Figure 1. Schematic depictions of the model. The model is characterized by the strong recurrent excitation in stimulus-selective populations and the reciprocal inhibition between them mediated by GABAergic interneurons (inhibitory neurons). The two selective populations receive Poisson spike trains I₁ and I₂, representing the external sensory inputs. All neurons receive background inputs, allowing spontaneously firing at a few hertz. Arrows represent activation, and dots denote repression. The numbers above the links indicate the dimensionless interaction strengths.

To imitate the sensory input of the RDM task, S1 and S2 independently receive the stimulus inputs I₁ and I₂ until the end of the simulation, which are modeled as uncorrelated Poisson spike trains with rates μ₁ and μ₂ (the unit is Hz). For S1, μ₁ = μ(1+c), and for S2, μ₂ = μ(1−c), where c represents the motion strength (the percentage of coherently moving dots), reflecting the difficulty of the task and μ is the stimulus strength.

In this work, we will probe how the circuit structure and stimulus input, more specifically, the recurrent connectivity w+ in S1 and S2, the stimulus strength μ and the motion strength c, influence the dynamical behavior of the decision making system in terms of the underlying energy landscape and the kinetics of state switching. The simulations are implemented on a free, open source simulator for spiking neural networks, Brain2 (Stimberg et al., 2019). And the equations (see Methods) are integrated numerically using a second order Runge-Kutta method with a time step dt = 0.02ms.

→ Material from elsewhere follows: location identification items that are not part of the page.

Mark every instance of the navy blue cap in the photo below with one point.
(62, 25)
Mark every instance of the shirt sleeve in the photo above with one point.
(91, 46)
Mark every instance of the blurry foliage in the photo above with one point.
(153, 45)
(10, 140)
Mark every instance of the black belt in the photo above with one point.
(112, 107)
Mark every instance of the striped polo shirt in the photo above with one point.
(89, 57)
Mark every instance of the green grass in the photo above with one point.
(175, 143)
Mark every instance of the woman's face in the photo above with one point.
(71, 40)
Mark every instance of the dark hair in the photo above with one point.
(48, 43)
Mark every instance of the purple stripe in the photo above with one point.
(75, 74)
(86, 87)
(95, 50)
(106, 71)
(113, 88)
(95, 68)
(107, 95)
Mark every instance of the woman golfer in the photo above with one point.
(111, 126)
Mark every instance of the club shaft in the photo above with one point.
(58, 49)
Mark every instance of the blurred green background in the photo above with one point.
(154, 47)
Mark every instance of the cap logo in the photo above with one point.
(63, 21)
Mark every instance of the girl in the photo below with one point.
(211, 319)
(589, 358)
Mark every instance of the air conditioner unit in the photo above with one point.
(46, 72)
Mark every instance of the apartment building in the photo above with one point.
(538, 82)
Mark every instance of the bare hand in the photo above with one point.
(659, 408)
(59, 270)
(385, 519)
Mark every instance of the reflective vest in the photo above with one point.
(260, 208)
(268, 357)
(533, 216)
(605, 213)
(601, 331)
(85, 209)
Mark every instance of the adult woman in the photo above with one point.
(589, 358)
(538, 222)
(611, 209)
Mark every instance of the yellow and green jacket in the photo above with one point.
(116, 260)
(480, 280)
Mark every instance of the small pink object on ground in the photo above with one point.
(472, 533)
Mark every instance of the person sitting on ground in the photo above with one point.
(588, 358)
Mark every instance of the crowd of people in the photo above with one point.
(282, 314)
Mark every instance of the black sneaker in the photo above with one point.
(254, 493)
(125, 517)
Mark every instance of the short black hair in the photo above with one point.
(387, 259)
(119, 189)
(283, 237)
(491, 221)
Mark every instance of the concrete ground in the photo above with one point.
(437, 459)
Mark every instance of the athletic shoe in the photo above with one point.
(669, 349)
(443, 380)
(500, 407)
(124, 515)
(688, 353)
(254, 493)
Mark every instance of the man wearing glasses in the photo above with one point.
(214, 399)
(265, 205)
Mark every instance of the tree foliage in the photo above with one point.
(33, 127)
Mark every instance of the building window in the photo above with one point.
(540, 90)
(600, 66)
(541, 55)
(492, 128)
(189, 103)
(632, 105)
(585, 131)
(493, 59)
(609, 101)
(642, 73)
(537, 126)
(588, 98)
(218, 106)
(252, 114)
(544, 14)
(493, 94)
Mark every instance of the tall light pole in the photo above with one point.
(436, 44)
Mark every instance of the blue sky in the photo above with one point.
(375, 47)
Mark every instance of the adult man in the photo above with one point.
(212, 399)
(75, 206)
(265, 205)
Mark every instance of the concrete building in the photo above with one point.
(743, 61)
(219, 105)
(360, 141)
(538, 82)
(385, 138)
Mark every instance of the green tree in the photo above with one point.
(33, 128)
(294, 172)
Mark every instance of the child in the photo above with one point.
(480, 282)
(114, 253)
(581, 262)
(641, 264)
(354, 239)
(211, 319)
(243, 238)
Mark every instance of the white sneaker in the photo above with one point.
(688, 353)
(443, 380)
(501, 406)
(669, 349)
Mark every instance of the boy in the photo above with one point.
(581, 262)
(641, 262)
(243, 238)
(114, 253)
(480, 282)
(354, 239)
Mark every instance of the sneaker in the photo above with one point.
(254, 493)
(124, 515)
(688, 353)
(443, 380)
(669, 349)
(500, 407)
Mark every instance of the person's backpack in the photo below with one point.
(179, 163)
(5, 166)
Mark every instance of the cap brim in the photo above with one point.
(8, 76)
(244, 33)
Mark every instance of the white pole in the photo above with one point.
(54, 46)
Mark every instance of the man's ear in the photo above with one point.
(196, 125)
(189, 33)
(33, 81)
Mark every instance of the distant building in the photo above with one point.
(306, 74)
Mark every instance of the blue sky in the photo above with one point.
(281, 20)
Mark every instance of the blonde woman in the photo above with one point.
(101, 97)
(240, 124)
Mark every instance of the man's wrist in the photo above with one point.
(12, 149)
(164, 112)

2.1. Multistable Landscape Quantifies the Decision Making Function

In the context of a two-choice decision task, at zero coherence, the stimuli to the two selective pools are similar and hard to distinguish, so the system will make decisions randomly in a “coin tossing” manner. Therefore, it can be anticipated that there exists two symmetric attractors in favor of one of the two distinct choices (the left or right motion direction) in the binary decision system. When the parameters are specified as w+ = 1.61, μ = 58 and c = 0, we obtained a bistable attractor landscape (shown in Figure 2). The normalized steady state probability distribution P_ss(r₁, r₂) is firstly quantified by collecting the statistics of the system state in the “decision space” constructed by the selective populations averaged firing rate r₁ and r₂, and then the potential landscape can be mapped out by U(r₁, r₂) = −lnP_ss(r₁, r₂) (Sasai and Wolynes, 2003; Li and Wang, 2013a, 2014a) where U(r₁, r₂) is the dimensionless potential (see section 2 for details). Here, the potential U(r₁, r₂) does not correspond to the real energy in physical system, but a reflection of steady state probability distribution. In Figure 2A, the blue regions represent higher probability or lower potential, while the yellow regions indicate lower probability or higher potential. The landscape displays two symmetric basins of attraction. The two attractors with higher activity for one neural population (winner) and lower activity for the other (loser) are identified as distinct decision states, DS1 and DS2.

FIGURE 2

Figure 2. (A) The energy landscape for the network dynamics with bistability. (B) The probabilistic flux (white arrows) for the bistable system. The red dashed circles shows the curl direction of flux. (C) The dynamical transition paths between the two decision states for bistable dynamics. The green line is the transition path from DS1 to DS2 and the megenta line for the reverse transition. The green and meganta dashed circles indicate the decision boundaries where the corresponding decision is made. The parameters are designed as w+ = 1.61, μ = 58, and c = 0. r₁ and r₂ are the population averaged firing rate for the two selective pools. DS1, decision state 1; DS2, decision state 2; Sps/s, spikes/s.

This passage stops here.